De acordo com o COI, a elegibilidade das mulheres para a competição será determinada por um teste genético obrigatório único. O teste requer triagem por meio de saliva, esfregaço de bochecha ou amostra de sangue.

Nenhuma mulher transgênero de nascimento masculino competiu nos Jogos Olímpicos de Verão de 2024 em Paris, e não está claro se alguma mulher transgênero está atualmente competindo em nível olímpico. No entanto, esta nova política é consistente com a ordem executiva do Presidente Trump que proíbe atletas transexuais de participarem em eventos desportivos para mulheres ou raparigas nos Estados Unidos.

A política de elegibilidade aprovada pelo COI não é retroativa e não se aplica a programas desportivos recreativos.

O COI afirmou em comunicado que “protege a justiça, a segurança e a integridade na categoria feminina.

“A elegibilidade para qualquer evento da categoria feminina nos Jogos Olímpicos ou qualquer outro evento do COI, incluindo esportes individuais e coletivos, está atualmente limitada às mulheres.”

Até à data, as federações desportivas individuais determinaram se as mulheres transgénero serão autorizadas a competir nas categorias femininas, enquanto o COI apenas fez recomendações. Os esportes que restringem atletas transgêneros incluem atletismo, boxe, natação e rugby.

o Conselho Executivo do COI Aprovar a nova política após 18 meses de estudo.
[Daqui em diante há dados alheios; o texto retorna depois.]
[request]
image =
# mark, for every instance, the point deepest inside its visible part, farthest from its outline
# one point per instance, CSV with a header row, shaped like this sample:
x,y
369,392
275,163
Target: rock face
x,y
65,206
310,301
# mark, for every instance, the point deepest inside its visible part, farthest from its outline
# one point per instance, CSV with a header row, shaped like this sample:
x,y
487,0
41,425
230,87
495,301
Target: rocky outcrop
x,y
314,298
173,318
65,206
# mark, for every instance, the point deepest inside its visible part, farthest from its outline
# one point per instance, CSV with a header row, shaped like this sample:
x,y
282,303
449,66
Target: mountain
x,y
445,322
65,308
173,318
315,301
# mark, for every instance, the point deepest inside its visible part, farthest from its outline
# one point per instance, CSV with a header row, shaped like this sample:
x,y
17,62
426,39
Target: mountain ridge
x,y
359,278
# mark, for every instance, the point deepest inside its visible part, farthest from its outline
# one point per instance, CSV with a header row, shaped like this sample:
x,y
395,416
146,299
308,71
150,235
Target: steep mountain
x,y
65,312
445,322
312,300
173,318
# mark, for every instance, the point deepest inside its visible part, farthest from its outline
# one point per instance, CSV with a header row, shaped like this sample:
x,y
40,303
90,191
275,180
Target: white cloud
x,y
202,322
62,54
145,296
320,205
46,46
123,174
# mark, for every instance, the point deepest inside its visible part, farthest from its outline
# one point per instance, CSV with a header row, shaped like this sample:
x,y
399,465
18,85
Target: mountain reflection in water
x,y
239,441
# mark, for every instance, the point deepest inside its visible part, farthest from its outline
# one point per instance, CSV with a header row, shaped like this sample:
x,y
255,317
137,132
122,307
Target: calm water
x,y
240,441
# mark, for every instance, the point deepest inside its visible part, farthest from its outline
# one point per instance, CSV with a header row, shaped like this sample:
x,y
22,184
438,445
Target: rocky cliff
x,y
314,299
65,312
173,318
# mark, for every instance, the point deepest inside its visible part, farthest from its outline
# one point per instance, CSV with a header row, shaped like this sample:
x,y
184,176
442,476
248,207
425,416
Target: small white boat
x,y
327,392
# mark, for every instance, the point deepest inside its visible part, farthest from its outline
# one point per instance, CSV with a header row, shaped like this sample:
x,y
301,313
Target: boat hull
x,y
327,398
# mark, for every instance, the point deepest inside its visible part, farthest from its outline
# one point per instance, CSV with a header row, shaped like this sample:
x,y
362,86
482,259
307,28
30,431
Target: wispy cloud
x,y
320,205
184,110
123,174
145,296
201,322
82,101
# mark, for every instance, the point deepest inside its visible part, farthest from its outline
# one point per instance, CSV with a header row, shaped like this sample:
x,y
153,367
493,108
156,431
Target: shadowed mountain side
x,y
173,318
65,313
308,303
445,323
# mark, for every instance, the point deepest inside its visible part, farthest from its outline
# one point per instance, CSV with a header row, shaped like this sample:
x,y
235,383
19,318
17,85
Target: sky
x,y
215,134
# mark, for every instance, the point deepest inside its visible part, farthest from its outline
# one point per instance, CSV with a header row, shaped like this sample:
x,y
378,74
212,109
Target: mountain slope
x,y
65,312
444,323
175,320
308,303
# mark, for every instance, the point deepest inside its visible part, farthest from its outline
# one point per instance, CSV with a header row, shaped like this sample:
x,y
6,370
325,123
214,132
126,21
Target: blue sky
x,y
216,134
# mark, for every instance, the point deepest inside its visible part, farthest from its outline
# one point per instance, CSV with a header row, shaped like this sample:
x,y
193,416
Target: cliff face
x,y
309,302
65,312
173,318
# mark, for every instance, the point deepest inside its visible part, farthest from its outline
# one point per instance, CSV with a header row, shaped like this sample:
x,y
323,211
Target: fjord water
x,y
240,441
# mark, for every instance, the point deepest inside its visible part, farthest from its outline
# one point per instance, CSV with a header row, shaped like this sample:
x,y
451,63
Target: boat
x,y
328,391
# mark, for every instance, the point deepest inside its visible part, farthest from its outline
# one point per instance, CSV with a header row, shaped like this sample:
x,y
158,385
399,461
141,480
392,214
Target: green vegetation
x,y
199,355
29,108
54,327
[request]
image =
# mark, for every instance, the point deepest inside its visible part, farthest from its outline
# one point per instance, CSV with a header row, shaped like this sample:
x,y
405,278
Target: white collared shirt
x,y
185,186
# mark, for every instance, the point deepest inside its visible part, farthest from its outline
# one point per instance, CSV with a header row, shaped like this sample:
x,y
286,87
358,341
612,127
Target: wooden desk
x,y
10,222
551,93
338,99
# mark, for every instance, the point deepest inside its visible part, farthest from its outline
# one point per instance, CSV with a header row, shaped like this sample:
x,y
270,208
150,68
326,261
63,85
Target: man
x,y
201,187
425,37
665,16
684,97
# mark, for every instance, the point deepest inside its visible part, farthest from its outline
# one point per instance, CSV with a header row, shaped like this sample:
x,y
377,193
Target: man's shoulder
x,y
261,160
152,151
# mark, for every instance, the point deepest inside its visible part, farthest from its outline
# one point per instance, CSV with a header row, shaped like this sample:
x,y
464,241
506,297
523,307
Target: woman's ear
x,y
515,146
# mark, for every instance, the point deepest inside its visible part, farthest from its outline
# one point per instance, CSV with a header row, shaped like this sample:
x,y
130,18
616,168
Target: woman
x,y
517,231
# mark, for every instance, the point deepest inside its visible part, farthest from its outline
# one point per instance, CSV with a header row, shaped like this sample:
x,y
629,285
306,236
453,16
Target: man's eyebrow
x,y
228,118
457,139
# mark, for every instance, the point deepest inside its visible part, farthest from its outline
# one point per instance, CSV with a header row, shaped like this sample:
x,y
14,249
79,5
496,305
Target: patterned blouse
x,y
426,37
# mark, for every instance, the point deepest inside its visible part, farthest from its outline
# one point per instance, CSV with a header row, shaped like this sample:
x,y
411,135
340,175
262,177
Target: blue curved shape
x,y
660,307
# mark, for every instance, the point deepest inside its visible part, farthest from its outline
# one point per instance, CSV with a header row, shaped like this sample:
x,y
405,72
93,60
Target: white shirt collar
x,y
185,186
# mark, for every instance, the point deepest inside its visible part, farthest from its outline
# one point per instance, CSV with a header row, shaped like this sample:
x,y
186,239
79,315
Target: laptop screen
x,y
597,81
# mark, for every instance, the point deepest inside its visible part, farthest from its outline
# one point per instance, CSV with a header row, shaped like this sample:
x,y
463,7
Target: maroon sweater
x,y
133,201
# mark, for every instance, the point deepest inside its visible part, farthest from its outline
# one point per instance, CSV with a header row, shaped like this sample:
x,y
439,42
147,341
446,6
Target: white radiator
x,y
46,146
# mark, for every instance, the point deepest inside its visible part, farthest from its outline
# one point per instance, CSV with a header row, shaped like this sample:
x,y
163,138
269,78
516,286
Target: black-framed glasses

Reflete as diretrizes aprovadas pelo Conselho Mundial de Atletismo em junho, determinar a elegibilidade para a categoria feminina por meio de triagem para ausência ou presença de Gene SRY.

A política do COI é baseada em pesquisas científicas que examinam a presença de um gene SRY fixo ao longo da vida e fornecem evidências de que um atleta passou por um desenvolvimento sexual masculino. Atletas com resultados negativos para o gene SRY serão elegíveis para competir em esportes femininos.

SRY (abreviação de gene Y da região determinante do sexo) é encontrado no cromossomo Y. Nas células, liga-se a outro DNA, levando à formação de testículos. Biblioteca Nacional de Medicina. Mesmo os homens sem um cromossoma Y ainda têm uma cópia da região SRY num dos cromossomas X, o que explica a sua masculinidade.

Jane Thornton, diretora médica e científica do COI, apresentou no ano passado ao conselho executivo as conclusões de que atletas transgêneros nascidos com marcadores de gênero masculino mantinham uma vantagem física, mesmo aqueles que foram tratados para reduzir a testosterona.

Kirsty Coventry, ex-nadadora medalhista de ouro olímpica do Zimbábue, foi eleita a primeira mulher presidente do COI há um ano. Ela fez campanha sobre a importância de proteger a categoria das mulheres.

“Nos Jogos Olímpicos, mesmo as menores margens podem ser a diferença entre a vitória e a derrota”, disse Coventry em comunicado na quinta-feira. “Portanto, seria claramente injusto que homens biológicos competissem na categoria feminina.”